Gold prices were up on Friday, recovering from a three month low after the US payroll data missed expectations and increased the speculation that interest rates would be increased by the Federal Reserve soon.
The bullion gained after the pro-Russian and Ukraine rebels agreed to cease fire as the first step to ending the conflict in Ukraine, which caused a severe standoff between the West and Moscow since the end of the Cold War.
According to Reuters, US employers hired few workers in August and an increased number of Americans gave up the search for employment, providing the US central bank with additional reasons to wait before raising its interest rates.
Senior Currency Strategist for Oanda, an online forex broker based in Toronto, Alfonso Esparza said, “The higher gold prices are reflecting the expectation the Fed will not immediately raise interest rates after the weak job numbers, but ceasefire deflated safe-haven appetite somewhat.”
Spot gold rose 0.4% at $1,266.45 having reached a high of $2.273.45.
In overnight trade, gold hit $1.256.90, the lowest since June 2011. The prices for gold are set to drop 1.5% this week due to economic optimism.

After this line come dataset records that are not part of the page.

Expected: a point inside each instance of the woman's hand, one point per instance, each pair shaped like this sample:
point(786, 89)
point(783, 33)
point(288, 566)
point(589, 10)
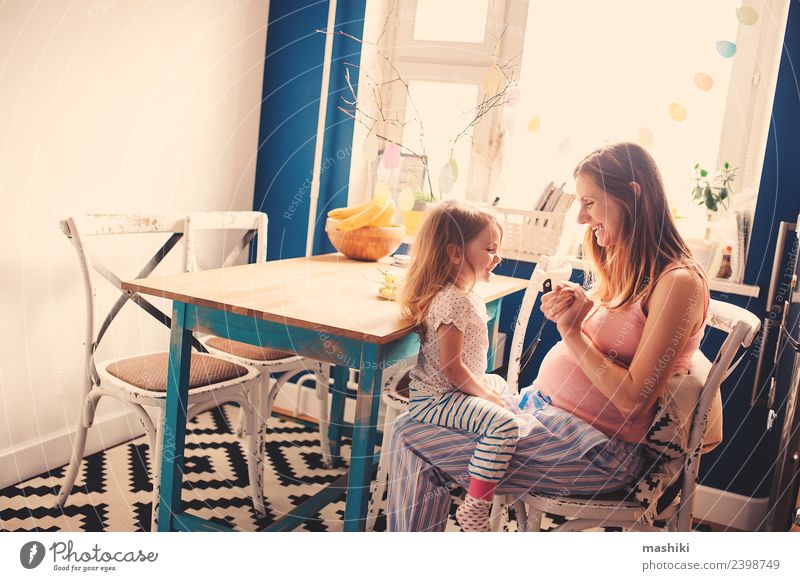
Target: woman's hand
point(567, 306)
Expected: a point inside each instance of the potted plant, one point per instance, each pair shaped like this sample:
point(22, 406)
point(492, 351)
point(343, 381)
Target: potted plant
point(713, 192)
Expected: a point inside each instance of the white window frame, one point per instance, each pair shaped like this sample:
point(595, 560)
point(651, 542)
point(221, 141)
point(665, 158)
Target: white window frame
point(746, 120)
point(446, 61)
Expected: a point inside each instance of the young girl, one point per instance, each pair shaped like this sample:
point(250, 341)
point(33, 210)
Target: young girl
point(456, 247)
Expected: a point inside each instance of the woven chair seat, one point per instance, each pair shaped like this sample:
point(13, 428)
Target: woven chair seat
point(150, 371)
point(618, 496)
point(247, 351)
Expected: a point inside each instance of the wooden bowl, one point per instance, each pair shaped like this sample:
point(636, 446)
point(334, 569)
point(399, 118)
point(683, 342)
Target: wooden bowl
point(369, 243)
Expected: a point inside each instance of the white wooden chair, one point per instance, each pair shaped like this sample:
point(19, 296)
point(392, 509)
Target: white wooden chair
point(276, 367)
point(664, 498)
point(140, 381)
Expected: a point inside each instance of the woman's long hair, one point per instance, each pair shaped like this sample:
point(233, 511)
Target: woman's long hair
point(431, 269)
point(626, 271)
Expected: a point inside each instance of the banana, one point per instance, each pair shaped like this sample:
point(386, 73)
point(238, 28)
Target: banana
point(376, 212)
point(385, 218)
point(342, 213)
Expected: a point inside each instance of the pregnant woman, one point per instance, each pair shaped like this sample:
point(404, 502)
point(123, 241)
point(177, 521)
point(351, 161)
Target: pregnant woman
point(637, 326)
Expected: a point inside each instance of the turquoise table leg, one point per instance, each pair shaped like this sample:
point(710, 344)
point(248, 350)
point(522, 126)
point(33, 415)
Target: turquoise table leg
point(180, 344)
point(340, 377)
point(493, 309)
point(364, 435)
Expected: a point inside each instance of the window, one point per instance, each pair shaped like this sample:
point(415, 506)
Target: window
point(691, 81)
point(705, 98)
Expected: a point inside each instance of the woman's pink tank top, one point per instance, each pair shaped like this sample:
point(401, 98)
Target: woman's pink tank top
point(617, 334)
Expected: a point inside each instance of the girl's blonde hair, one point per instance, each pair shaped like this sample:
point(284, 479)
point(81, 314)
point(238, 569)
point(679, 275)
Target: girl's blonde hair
point(626, 272)
point(431, 269)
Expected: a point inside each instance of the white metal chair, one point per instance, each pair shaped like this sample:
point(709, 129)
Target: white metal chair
point(140, 381)
point(655, 503)
point(394, 396)
point(277, 367)
point(395, 390)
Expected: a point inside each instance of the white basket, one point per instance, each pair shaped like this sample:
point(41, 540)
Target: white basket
point(527, 234)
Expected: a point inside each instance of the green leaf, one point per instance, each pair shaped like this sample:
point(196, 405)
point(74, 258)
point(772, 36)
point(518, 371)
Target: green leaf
point(711, 202)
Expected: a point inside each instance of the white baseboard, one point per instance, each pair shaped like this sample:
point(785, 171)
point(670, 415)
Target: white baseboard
point(55, 449)
point(728, 509)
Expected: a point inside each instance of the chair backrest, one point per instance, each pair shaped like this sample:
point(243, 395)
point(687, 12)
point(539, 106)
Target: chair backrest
point(252, 224)
point(688, 410)
point(742, 327)
point(78, 229)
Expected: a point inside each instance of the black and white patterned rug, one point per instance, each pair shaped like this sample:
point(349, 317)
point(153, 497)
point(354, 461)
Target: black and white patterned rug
point(113, 490)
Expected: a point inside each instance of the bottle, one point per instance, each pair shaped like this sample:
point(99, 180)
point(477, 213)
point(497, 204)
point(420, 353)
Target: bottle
point(725, 270)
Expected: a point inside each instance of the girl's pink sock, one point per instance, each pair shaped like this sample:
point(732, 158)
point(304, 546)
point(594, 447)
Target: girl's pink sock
point(481, 489)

December delivery US COMEX gold futures rose to $1.267.20 by 70 cents per ounce.
In the physical gold markets, the demand has been soft with buying picking up. Asian dealers said China’s premiums, gold’s top buyer, increased to $4 to $5 per ounce above the spot prices from the previous session’s $3.

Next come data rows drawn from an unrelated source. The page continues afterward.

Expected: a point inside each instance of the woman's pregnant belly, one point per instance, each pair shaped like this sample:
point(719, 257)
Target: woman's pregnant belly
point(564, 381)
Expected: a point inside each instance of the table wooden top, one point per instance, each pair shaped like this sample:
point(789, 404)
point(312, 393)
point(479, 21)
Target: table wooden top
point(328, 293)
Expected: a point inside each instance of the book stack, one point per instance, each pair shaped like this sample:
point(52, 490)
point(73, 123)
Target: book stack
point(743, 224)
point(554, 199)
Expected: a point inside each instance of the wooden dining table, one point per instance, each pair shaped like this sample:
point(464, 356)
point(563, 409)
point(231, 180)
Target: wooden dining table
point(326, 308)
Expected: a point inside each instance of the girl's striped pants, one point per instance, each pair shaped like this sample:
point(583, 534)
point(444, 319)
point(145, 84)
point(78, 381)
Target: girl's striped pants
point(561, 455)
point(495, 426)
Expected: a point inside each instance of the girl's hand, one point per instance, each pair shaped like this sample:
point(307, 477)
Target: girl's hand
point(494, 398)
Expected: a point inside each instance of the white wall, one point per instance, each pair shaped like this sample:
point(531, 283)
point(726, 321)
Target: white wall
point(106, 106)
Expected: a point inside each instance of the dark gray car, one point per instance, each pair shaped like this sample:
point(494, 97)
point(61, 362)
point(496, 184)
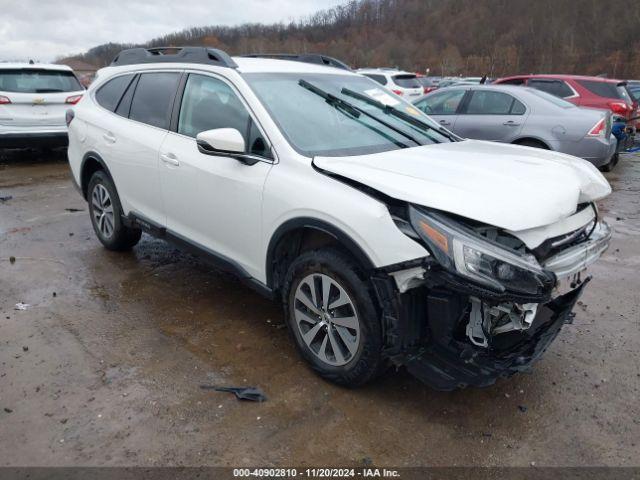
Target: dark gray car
point(524, 116)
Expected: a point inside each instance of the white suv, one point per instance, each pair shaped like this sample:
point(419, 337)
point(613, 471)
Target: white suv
point(33, 102)
point(401, 83)
point(388, 239)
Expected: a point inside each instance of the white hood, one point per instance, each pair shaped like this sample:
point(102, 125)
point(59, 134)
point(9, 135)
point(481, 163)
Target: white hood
point(507, 186)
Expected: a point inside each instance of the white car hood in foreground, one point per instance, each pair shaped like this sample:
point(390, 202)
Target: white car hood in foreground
point(507, 186)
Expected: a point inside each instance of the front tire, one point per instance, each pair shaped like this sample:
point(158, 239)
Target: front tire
point(332, 317)
point(106, 215)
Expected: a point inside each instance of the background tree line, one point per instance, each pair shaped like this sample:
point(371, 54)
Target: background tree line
point(450, 37)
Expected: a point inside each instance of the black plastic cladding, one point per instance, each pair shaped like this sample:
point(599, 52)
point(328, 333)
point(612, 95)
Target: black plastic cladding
point(201, 55)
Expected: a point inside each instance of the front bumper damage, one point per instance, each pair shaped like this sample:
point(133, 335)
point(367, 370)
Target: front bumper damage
point(450, 334)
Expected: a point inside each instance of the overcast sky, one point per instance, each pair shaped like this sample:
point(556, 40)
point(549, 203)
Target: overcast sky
point(46, 29)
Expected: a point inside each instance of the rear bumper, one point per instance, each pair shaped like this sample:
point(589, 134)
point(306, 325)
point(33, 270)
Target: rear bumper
point(595, 150)
point(48, 138)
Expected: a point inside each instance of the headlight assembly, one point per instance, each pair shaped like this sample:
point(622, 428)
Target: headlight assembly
point(461, 251)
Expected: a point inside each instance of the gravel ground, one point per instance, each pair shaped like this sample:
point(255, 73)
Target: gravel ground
point(104, 365)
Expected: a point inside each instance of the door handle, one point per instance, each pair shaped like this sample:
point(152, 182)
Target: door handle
point(170, 159)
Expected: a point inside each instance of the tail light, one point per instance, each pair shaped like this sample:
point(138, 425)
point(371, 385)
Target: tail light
point(620, 108)
point(73, 99)
point(598, 129)
point(69, 115)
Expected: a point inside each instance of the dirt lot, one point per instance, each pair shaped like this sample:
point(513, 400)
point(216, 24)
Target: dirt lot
point(104, 366)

According to Bloomberg, analyst at AnandRathi Commodities Ltd, Abhishek Chinchalkar said, “We do not expect gold to gain much ahead of the release of the US monthly employment report. Most of the data have been coming out from the US of late have been rather impressive and a positive jobs number may further strengthen the dollar and hurt gold.”
In the other precious metals, platinum rose 0.1% to $1,405.75 per ounce, silver rose 0.3% to $19.05 per ounce and palladium rose 0.3% to $886.75 per ounce.